Entry updated 20 September 2020. Tagged: Theme.

As the nineteenth century progressed and the planet became more and more thoroughly explored, authors of Utopias and Dystopias began to abandon present-day Lost Worlds and Islands as venues for their ideal societies, and instead to locate their speculations in the future, perhaps hundreds of years hence. Almost always these speculations were framed by prologues (and sometimes epilogues) set at the time the novel was written; this frame served to introduce the protagonist who was to travel into the future and act the role of inquisitive visitor to the new world. The route he (the protagonist was almost always male) generally took seems in retrospect an odd one. Though Time Machines were available to fiction writers before the end of the century, they were rarely used, either by utopian/dystopian speculators or by tellers of tales. Even H G Wells, who conceived perhaps the first imaginatively plausible device in The Time Machine (1895), did not re-use the idea, even though the notion of an instantaneous trip through time served one essential function for the writer who wished to illuminate the world to come: it brought the then and the now into abrupt and glaring contrast. When Wells came to write his first dystopia, When the Sleeper Wakes (1899; rev vt The Sleeper Awakes 1910), he fell back on the convention of the protagonist who falls asleep in the present day and wakes again in the future. Not for the first time in his career, he did not invent but gave definitive form to (and named, in the vt) a significant sf theme or motif.

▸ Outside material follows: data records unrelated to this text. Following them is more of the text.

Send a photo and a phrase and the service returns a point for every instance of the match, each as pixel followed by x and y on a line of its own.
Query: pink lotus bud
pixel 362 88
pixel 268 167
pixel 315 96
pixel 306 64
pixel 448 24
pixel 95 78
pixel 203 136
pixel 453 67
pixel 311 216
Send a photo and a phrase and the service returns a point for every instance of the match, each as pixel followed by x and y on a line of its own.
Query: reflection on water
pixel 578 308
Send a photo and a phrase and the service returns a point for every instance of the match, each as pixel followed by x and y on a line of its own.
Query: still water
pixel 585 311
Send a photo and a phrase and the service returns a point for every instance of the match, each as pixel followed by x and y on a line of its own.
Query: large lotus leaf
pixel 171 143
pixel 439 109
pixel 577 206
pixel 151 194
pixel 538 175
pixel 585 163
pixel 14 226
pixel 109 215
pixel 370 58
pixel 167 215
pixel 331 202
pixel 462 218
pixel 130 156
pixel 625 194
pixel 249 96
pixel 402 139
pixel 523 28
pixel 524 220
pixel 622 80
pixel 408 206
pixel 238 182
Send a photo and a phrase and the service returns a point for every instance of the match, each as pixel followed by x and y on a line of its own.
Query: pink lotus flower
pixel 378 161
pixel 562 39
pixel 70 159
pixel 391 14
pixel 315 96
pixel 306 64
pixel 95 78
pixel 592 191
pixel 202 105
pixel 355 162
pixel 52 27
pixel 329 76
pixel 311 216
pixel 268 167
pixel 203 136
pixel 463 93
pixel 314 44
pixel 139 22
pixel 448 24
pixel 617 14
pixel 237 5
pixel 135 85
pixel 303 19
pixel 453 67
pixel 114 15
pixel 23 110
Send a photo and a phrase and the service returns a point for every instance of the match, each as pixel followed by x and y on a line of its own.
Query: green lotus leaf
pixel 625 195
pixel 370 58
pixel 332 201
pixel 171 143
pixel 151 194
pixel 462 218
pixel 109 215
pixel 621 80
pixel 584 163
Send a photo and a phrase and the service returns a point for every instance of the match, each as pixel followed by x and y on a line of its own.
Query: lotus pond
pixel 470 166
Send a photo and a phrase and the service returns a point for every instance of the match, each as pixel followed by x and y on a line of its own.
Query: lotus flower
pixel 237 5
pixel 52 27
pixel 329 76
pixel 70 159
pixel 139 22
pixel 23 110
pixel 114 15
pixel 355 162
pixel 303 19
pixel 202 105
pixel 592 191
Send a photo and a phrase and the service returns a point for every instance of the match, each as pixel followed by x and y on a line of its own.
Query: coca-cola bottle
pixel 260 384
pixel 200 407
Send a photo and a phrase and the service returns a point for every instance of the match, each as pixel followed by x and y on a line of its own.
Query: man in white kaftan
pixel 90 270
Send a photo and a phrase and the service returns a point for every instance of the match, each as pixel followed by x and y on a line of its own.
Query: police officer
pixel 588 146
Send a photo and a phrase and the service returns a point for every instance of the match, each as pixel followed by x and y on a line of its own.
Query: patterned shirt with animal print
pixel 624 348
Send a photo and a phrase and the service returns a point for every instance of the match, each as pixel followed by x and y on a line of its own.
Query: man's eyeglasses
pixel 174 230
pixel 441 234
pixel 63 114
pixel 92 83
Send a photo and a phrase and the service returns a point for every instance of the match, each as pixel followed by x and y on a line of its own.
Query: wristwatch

The sleeper-awakes device shares with Time Travel, however, the capacity to transit centuries in the turning of a page, so that the essential function of contrast between the then and the now can be retained in exemplary focus. The two most famous late-nineteenth-century Utopias in the English language, Edward Bellamy's Looking Backward, 2000-1887 (1888) and William Morris's News from Nowhere (1890), took advantage of the device to sharpen contrasts throughout. Many less famous titles, like Ismar Thiusen's The Diothas (1883), also utilized it. In his Science Fiction: The Early Years (1991), E F Bleiler lists about 40 further novels and stories published before 1930 – by no means all of them utopias or dystopias – which feature an awakened sleeper. Few have retained much popularity, although W H Hudson's A Crystal Age (1887; rev 1906), Alvarado M Fuller's A.D. 2000 (1890), Jerome K Jerome's short Satire The New Utopia (in Diary of a Pilgrimage (and Six Essays) coll 1891; 2010 ebook), Horace W C Newte's The Master Beast (1907; vt The Red Fury 1919) and Edward Shanks's The People of the Ruins (1920) remain of some interest.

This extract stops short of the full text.